Editorial
Desponta
claramente no campo da esquerda radical um agitador firmemente disposto a
liderar uma revolução para a conquista do “poder popular”, cujo principal
desafio “é pensar um programa que não seja o de conciliação, mas de
enfrentamento e que bote o dedo na ferida de problemas estruturais”. O
candidato a líder popular-revolucionário, defasado um século no tempo, é
Guilherme Boulos, coordenador do Movimento dos Trabalhadores sem Teto (MTST),
um “movimento territorial dos trabalhadores” que luta contra o capitalismo: “No
capitalismo é assim: muitos trabalham e poucos têm dinheiro.
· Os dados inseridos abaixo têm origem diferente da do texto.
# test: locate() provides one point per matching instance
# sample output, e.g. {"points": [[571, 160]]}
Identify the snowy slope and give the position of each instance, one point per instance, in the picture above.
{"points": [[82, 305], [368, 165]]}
Por isso lutamos
contra ele”. É o que diz aCartilha de Princípios do MTST.
Em
entrevista ao jornal Valor, Boulos não consegue disfarçar que considera Luiz
Inácio Lula da Silva um líder decadente e superado, a quem concede,
generosamente, o direito de ser candidato na eleição presidencial do ano que
vem “como uma questão democrática”, não de “convergência programática, mas de
não deixar que o Judiciário defina o processo eleitoral no tapetão”.
É tão
forte a fé de Boulos na decadência de Lula que não acredita que o chefão do PT
consiga levar o protesto popular às ruas no caso de ser impedido pela Justiça
de candidatar-se à Presidência da República, o que depende de decisão do
Tribunal Regional Federal da 4.ª Região (TRF-4) sobre sentença do juiz Sério
Moro, que o condenou a 9 anos e 6 meses de prisão no caso do triplex do
Guarujá.
A razão
disso é que “parte da esquerda deixou de fazer o trabalho de base”, o que “gera
apatia, perplexidade” e “a longo prazo cria uma fissura profunda entre Brasília
e o Brasil, que se traduz no sentimento de insatisfação com a política e que
pode se expressar em algum momento com explosões sociais”. E insiste: “Defendo
que a esquerda se apresente em 2018 com projeto de enfrentamento, sem alianças
com golpistas”.
Boulos
não deixa clara a extensão do “enfrentamento” que considera fundamental em sua
proposta de “botar o dedo na ferida”, mas a leitura da Cartilha de
Princípios do MTST dissipa qualquer dúvida: “A sociedade em que vivemos é
capitalista. O que isso quer dizer? Quer dizer que as leis, o governo, a
justiça foram organizados para beneficiar um pequeno grupo de gente muito rica,
que é a classe capitalista”.
Diz mais
a Cartilha: “Somos a maioria, mas o poder não está com a gente e sim com os
capitalistas. Construir o poder popular, que é o nosso poder, é a forma de
transformar isso. Como? Com muita organização e luta. Precisamos nos organizar
nos bairros, nas ocupações, no trabalho, em todos os lugares. Levando adiante a
ideia de que só precisamos da nossa força para mudar a realidade”.
Para
ele, a produção de riquezas é responsabilidade do Estado, que se encarregará de
distribuir essa riqueza entre todos, acabando com a pobreza. Não chega a ser uma
ideia original, como ficou comprovado pelas experiências comunistas frustradas
ao longo do século 20 e pelos ensaios populistas fracassados, inclusive no
Brasil.
O
discurso esquerdista de Guilherme Boulos, adornado por inflexões populistas que
a massa popular ouve sempre acriticamente, explora a falta de informação
generalizada impondo de cima para baixo “princípios” que justificam a submissão
do povo ao superior discernimento do comissariado encarregado de decidir o que
é bom para todos. É exatamente a partir dessa lógica que o dono do MTST afirma
na entrevista que o discurso do governo sobre a necessidade da reforma da
Previdência está “mal colocado” porque se baseia na impossibilidade de o
sistema se sustentar no longo prazo e no argumento de que a reforma combate
privilégios.
Para
Boulos, a solução para todos os problemas brasileiros é “alterar a relação de
forças sociais” para que se possa acabar com este Estado “que funciona como um
mecanismo de manutenção das desigualdades”. Como de hábito, a esquerda
popular-revolucionária é pródiga em anunciar soluções para problemas sociais.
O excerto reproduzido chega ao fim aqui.